Steel industry investment

We have compiled five main reasons for steel project abandonment. The following five issues are [in MCI's experience] the main reasons why capital investment projects in the steel sector do not go ahead as intended. The top 5 reasons are:

  • There is no consulting budget. It may be that consulting fees have not been given due consideration or that agreement cannot be reached concerning responsibility for paying independent advisers. From time to time however most consultancies receive client approaches which quickly stall at the proposal stage because thought has not been given to the cost of the feasibility appraisal. For avoidance of doubt, MCI would stress that this matter is not typically a cost issue - but rather, a more fundamental commitment problem.

  • The project lacks credibility from the outset. Most commonly, the credibility issues concern price projections, cost assumptions, capital expenditure estimates, the extent of competition and / or the strategic coherence of the investment plan. In these instances, a high-level review of the existing preliminary documentation usually identifies the main issues relatively early on during the project evaluation.

  • The project is investment-led rather than market-driven. Here, we usually find that the domestic market for the product in question is either questionable or very small. [In MCI's experience, most examples of such failures have actually been in specialty steels.]

  • There are no financial or strategic investors. Whilst it is usually the case that attractive steel sector investments do manage to find 3rd party funding, it is nonetheless also the case that (i) absence of a strategic investor [including provision of know-how] or (ii) timing issues across the steel cycle [when potential investors may have least liquidity] can also stop a project dead.

  • There is an 'Act of God' or other major event that takes place that is outside of human control and scuppers the investment. Whilst such events do tend to be rare, MCI's consultants were nonetheless involved in two large project appraisals where final report delivery took place around the time of a crisis of this sort. [One of these events was the Russian rouble collapse of August 1998. The other was the global liquidity crisis which started in the summer of 2008]. These crises led to major delays (4 years plus) or complete abandonment of multi-billion dollar steel plant modernisation plans that had practically been given the green light to proceed.

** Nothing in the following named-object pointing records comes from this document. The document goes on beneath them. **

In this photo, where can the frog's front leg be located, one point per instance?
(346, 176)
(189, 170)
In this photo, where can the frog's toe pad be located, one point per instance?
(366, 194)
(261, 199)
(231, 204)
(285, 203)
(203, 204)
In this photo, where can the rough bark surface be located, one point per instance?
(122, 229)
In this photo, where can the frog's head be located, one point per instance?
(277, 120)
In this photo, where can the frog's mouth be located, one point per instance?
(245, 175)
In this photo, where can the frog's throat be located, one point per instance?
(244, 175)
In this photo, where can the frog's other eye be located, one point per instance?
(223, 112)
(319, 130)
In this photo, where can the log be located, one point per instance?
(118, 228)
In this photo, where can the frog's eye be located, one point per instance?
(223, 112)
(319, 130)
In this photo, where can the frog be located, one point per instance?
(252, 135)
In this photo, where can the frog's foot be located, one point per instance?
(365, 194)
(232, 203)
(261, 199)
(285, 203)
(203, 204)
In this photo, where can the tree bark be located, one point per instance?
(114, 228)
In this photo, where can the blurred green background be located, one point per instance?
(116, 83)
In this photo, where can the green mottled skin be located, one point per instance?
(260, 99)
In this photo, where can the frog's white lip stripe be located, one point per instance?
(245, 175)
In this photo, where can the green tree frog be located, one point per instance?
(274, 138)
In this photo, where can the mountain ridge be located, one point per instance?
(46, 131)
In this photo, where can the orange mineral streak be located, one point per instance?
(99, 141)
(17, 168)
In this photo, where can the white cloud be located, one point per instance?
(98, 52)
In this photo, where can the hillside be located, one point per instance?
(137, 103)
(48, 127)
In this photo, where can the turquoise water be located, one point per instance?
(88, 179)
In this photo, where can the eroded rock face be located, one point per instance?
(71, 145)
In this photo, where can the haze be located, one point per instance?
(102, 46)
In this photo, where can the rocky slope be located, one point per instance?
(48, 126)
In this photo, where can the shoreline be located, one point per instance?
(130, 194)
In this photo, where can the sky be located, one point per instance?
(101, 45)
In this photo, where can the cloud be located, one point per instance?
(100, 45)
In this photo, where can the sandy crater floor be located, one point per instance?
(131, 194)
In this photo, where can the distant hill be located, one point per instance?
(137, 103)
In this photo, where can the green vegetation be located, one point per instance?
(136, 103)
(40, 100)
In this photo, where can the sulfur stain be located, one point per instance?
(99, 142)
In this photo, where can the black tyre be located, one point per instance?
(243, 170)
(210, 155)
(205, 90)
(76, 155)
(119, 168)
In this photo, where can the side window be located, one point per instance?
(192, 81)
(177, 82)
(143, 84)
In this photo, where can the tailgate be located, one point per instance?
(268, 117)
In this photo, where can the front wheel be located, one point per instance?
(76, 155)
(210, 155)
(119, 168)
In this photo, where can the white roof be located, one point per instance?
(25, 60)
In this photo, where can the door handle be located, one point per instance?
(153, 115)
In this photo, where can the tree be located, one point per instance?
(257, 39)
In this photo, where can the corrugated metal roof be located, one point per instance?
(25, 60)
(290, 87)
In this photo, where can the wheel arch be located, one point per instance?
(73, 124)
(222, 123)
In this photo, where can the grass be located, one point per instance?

What learning can be gained from these examples? Whilst MCI cannot prevent Acts of God we can nonetheless suggest that project sponsors might (prior to project initiation) carefully consider the following factors.

  • Think about the consulting and other project outlays [e.g. EIAs] and your overall commitment to the project in terms of management time and other resources

  • Make an approach to one or more strategic or financial investors [as early as possible]

  • Consider the strategic and market rationale for the investment

  • Base important investment planning assumptions on independent sources of information [rather than on information supplied by parties with a vested project interest]

  • Remember that surprises happen - so make sure you have appropriate contract exit clauses and insurances.